Cancer Part I: Prevention and Screening

From the 37th Annual Advances in Internal Medicine, presented by the University of California, San Francisco, School of Medicine

Educational Objectives

The goal of this program is to improve the effectiveness of cancer prevention stategies. After hearing and assimilating this program, the clinician will be better able to:

1.   Describe the current state of chemoprevention for cancer.

2.   Detail the limitations of population-based studies of chemopreventive strategies.

3.   Educate patients about primary, secondary, and tertiary prevention of cancer.

4.   Use evidence-based guidelines for identifying patients likely to benefit from screening for colorectal or breast cancer.

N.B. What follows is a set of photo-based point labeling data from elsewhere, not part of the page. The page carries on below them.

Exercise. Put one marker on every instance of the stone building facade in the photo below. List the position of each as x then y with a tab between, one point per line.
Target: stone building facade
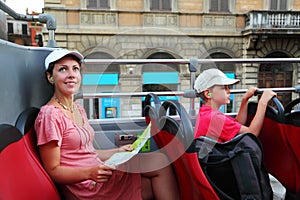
179	29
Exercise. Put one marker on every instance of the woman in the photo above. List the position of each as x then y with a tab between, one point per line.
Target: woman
213	87
65	144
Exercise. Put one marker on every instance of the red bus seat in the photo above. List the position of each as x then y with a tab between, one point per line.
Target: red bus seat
22	175
281	148
175	138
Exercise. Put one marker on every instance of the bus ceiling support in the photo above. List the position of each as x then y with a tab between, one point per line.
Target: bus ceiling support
193	65
43	18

5.   Discuss the evidence for and against screening for prostate and lung cancers.

Faculty Disclosure

In adherence to ACCME Standards for Commercial Support, Audio-Digest requires all faculty and members of the plan­ning committee to disclose relevant financial relationships within the past 12 months that might create any personal con­flicts of interest. Any identified conflicts were resolved to ensure that this educational activity promotes quality in health care and not a proprietary business or commercial interest. For this program, the faculty and planning committee reported nothing to disclose.

Acknowledgements

Drs. Luce and Pérez-Stable were recorded at 37th Annual Advances in Internal Medicine, presented by the University of California, San Francisco, School of Medicine, and held May 18-22, 2009, in San Francisco, CA. The Audio-Digest Foun­dation thanks the speakers and UCSF School of Medicine for their cooperation in the production of this program.

Cancer Prevention

Judith A. Luce, MD, Clinical Professor of Medicine, Division of Hematology and Oncology, University of Cal­ifornia, San Francisco, School of Medicine

Cancer risk: increases with age; other factors  —  genetic defects (in eg, DNA repair mechanisms or cell-cycle control) and nongenetic events (eg, gene silencing by methylation or histone acetylation); consumption of environmental carcino­gens; certain gene polymorphisms affect metabolism of carcinogenic compounds, thereby increasing risk; viral agents may increase risk directly or indirectly (eg, by increasing inflammation); other contributing factors include hormones and secondary immunosuppression

Preventable cancer deaths: tobacco-related cancers responsible for 30% of cancer deaths in United States; cervical cancer, hepatocellular carcinoma, lung cancer, and Helicobacter pylori-related cancers important causes of mortal­ity worldwide; hormone-promoted cancers (breast and prostate) most common cancers in United States

Approach to intervention: primary prevention (eg, tobacco cessation, vaccination) has most potential for impact; secondary prevention (ie, screening) associated with decreased morbidity and mortality for some cancers; tertiary prevention may decrease risk for second malignancies; areas of focus  —  most common cancers; high-risk individu­als; older adults (have highest rates of cancer, but late in process of carcinogenesis)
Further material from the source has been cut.